The samples of a signal $x[n]$ are i.i.d. and follow a triangular pdf with $a = 0,\ b = 2,\ c = 1$:
The DC-power of the signal is
$$\mu_x^2 = \big(\mathbb{E}(X)\big)^2 = \left(\int_{-\infty}^{\infty} x f_x(x)dx\right)^2 = 1$$
the total power of the signal
$$\mathbb{E}(X^2) = \int_{-\infty}^{\infty} x^2 f_x(x)dx = \frac{7}{6}$$
and the variance (AC-power) as
$$\sigma^2 = \mathbb{E}\big((X-\mu_x)^2\big)= \mathbb{E}\left(X^2\right)-\mu_x^2 = \frac{1}{6}$$.

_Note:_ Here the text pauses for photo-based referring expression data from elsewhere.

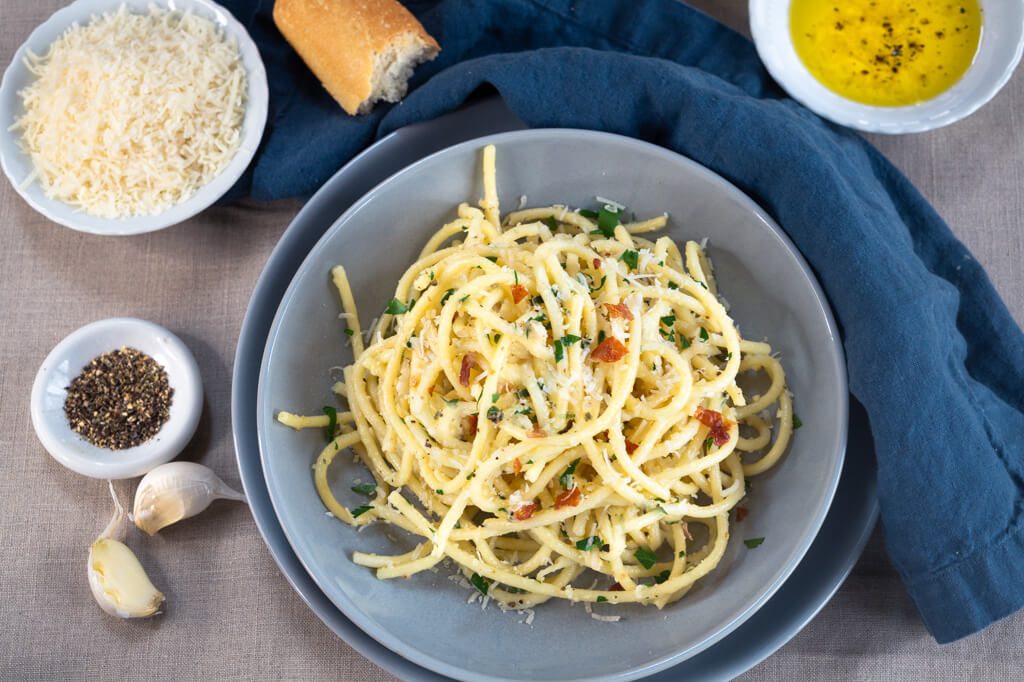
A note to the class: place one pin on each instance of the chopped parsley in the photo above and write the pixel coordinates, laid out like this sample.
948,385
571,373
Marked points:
565,480
332,422
606,221
645,557
631,258
395,307
480,583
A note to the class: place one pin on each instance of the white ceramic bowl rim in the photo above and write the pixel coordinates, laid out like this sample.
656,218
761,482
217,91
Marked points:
17,166
67,360
998,53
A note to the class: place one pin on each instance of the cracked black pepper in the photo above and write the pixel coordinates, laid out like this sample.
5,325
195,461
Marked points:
121,399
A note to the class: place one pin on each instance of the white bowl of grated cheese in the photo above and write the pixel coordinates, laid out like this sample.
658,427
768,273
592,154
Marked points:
118,162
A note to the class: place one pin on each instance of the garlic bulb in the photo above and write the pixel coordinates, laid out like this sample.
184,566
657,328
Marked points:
176,491
118,581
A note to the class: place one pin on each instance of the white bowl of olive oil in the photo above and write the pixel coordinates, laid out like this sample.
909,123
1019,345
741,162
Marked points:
890,66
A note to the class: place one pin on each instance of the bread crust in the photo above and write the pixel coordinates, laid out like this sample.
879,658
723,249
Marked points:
340,40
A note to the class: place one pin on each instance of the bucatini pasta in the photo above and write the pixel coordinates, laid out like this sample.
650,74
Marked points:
551,402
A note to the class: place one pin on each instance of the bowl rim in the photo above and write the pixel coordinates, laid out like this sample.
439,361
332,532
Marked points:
253,125
839,443
78,348
758,10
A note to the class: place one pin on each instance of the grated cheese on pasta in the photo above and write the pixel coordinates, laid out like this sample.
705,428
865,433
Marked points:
131,114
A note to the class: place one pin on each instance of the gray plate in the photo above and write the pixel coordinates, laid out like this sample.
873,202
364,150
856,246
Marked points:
828,561
772,294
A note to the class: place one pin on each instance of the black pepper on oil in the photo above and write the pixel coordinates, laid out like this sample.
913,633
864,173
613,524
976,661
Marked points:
121,399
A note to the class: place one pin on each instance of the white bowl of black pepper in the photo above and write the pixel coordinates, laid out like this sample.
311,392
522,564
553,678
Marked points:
117,397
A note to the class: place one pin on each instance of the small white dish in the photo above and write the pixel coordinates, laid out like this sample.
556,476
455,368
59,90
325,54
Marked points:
998,53
67,360
17,165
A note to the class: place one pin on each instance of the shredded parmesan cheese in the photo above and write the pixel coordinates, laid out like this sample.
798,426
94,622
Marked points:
131,114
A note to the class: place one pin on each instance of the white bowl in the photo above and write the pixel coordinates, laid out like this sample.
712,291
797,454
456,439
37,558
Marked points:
68,359
17,165
998,53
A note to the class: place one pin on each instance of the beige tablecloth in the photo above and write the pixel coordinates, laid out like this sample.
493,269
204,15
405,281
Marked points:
230,612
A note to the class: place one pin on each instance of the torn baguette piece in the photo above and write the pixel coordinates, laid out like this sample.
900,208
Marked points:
363,51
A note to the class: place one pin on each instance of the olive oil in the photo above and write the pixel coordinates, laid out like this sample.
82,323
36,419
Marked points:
886,52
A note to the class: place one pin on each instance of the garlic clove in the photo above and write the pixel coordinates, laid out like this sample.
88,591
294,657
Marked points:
119,583
177,491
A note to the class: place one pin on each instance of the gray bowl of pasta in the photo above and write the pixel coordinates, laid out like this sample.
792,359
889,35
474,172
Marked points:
551,379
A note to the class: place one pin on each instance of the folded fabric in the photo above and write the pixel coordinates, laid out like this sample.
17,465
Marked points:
932,351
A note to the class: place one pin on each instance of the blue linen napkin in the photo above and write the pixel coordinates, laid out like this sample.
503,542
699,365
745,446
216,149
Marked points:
932,351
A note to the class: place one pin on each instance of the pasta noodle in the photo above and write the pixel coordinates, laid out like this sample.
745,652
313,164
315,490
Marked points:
551,402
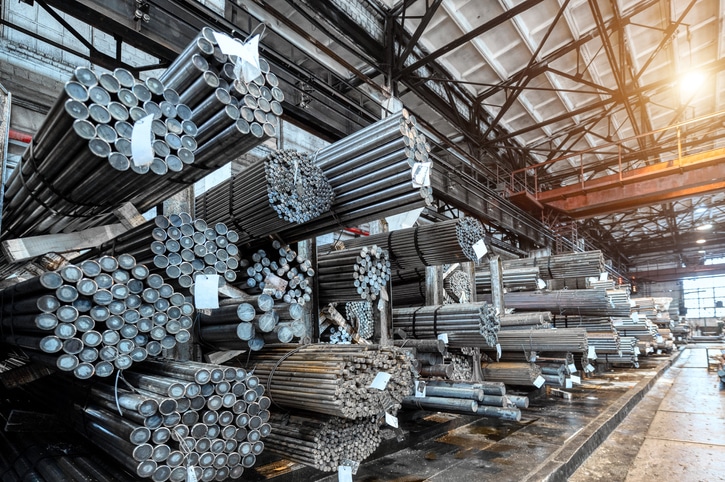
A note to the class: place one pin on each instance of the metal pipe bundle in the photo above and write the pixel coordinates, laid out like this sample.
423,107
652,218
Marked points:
351,274
322,442
96,317
433,244
283,189
333,379
466,324
370,174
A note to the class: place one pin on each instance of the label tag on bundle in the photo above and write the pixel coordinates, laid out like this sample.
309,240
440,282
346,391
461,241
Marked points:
391,420
206,291
539,382
381,381
421,174
142,152
419,389
479,247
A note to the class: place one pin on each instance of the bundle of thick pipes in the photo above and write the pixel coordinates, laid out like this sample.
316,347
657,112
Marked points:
370,174
334,379
240,324
511,373
96,317
514,279
283,189
466,324
175,417
277,269
433,244
351,274
322,442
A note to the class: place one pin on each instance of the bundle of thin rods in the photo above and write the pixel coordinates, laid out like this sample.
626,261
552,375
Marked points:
370,174
167,418
96,317
433,244
322,442
282,189
352,274
466,324
333,379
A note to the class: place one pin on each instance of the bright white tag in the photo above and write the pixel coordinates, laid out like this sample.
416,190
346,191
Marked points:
381,381
142,153
391,420
206,291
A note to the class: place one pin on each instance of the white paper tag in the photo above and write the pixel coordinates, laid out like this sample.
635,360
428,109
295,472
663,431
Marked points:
391,420
142,153
206,291
381,381
479,247
344,473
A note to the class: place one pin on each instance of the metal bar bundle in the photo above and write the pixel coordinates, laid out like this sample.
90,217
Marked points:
352,274
333,379
370,174
466,324
96,317
174,417
283,189
322,442
446,242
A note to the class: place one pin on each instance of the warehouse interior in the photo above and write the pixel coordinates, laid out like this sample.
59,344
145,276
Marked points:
368,240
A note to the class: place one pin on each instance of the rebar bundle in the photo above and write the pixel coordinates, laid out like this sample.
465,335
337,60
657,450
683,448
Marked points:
96,317
433,244
322,442
466,324
370,174
284,189
352,274
169,418
333,379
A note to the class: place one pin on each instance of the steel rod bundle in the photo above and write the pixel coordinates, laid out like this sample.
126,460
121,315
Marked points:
322,442
95,317
433,244
466,324
370,174
168,417
333,379
283,189
352,274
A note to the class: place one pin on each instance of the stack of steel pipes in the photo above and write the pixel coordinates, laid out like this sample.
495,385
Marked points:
352,274
433,244
95,317
80,163
333,379
322,442
175,417
277,269
285,188
370,174
466,324
240,324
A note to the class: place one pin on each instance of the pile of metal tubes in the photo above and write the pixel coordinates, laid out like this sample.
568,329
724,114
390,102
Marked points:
283,189
96,317
334,379
241,324
322,442
174,417
352,274
370,174
466,324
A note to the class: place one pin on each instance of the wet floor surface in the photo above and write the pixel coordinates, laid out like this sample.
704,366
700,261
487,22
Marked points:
443,448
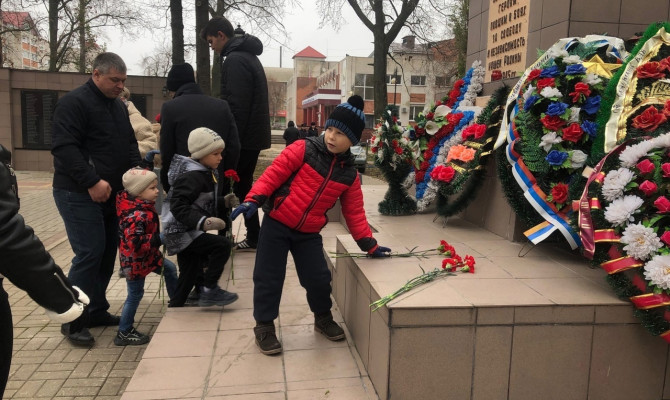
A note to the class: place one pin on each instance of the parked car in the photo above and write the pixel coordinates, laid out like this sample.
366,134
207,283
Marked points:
360,158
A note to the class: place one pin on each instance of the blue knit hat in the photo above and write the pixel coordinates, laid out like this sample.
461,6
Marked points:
349,118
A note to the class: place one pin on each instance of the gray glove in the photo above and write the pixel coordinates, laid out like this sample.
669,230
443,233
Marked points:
231,201
213,224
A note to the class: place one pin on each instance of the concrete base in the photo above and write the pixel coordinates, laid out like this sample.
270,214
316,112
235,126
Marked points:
541,325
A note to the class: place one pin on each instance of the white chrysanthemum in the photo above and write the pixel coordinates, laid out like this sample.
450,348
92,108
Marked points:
549,140
529,92
574,114
657,270
621,210
572,59
641,241
615,183
432,127
441,111
592,79
550,92
632,154
577,159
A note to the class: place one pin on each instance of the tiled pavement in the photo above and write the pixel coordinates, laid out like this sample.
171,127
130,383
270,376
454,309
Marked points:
204,353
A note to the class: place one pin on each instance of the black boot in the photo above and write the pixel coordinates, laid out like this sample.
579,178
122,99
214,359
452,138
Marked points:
266,338
324,324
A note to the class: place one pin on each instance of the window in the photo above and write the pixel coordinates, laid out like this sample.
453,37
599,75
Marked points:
389,79
414,111
418,80
364,86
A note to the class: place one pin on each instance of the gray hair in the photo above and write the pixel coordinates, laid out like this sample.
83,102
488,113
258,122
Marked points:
106,61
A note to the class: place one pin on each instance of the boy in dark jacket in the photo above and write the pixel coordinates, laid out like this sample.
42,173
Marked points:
27,264
300,186
139,248
191,210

Thus I thought, that the PSD of the signal has the following form:
$$ S_{xx}(e^{j\omega}) = 2\pi \delta(\omega) + \frac{1}{6}$$
as the AC-power results in a constant value over the whole spectrum and the DC power in a Dirac-Delta at $\omega = 0$. Furthermore, the integration over the PSD should return the total power of the signal: $$ \frac{1}{2\pi} \int_{-\pi}^{\pi} S_{xx} dx = \mathbb{E}(X^2) $$
Is my solution correct or did I miss something? Can this procedure be done for every probability density function under the assumption that all samples of $x[n]$ are iid?